Remember when life seemed so simple?
Those were the days when you didn't have to worry about who you were or where you were going. When the people who surrounded you could do no wrong, and it seemed like all the knowledge in the world rested inside of you.
Remember what happened when you found out that wasn't true?
The hurt and anger that burned inside,
the tears that flowed, the fears that grew,
until you were left bare.
That's when the whispers started.
"You'll never do good."
It wasn't even the way people stared at you that made you anxious. It was the thoughts of what they might think of you. You judged yourself before letting others do it for you. You spent so much time killing yourself with your own words that you're not even strong enough to protect yourself from you. Anxiety and Depression don't seem like a foreign thing now than it did before right?
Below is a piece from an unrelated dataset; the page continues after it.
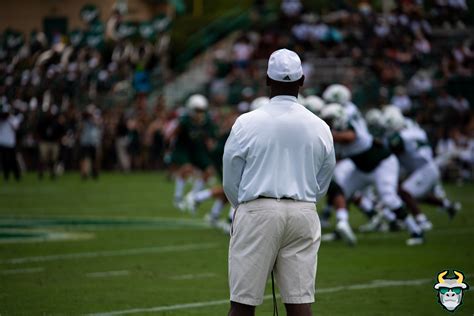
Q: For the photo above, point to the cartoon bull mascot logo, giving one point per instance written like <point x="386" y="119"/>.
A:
<point x="450" y="290"/>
Only when you hide from everything, do you feel safe from the fear of embarrassing yourself. But then you feel alone and trapped.
Fear keeps you alive.
That is a fundamental law of nature, but what if your fears keep you from living? What if every day you wake up exhausted and scared of what may happen, what could go wrong and what if this is it? It takes over your life, engulfs your soul, makes your brain numb, your legs weak, and the only words are the ones your too scared to speak. You'll see doctors and people who will prod, poke and ponder if your life is worthwhile, who say that the money you give them will be enough to mend your mind. But we don't have what they want; we don't use their time like the would want to. They tell you that your fine, and it's all in your head, but it's not fine, the thoughts you carry into bed.
The anger that I feel will only grow,
the temperatures rising,
the sadness inside me.
"I will never be enough,"
"I will never know love,"
"The only way I will be able to feel is by taking a capsule. I will never be able to think for myself because I'm not normal."
These things scare me, that's why I live in fear.
I bury myself in work so I can ignore my thought; thoughts that scare me more than the world does. I just want it to stop, but it's just flowing.
But it's alright; I'll smile and pretend I'm okay.
But just know, I'm not fine. We are not fine.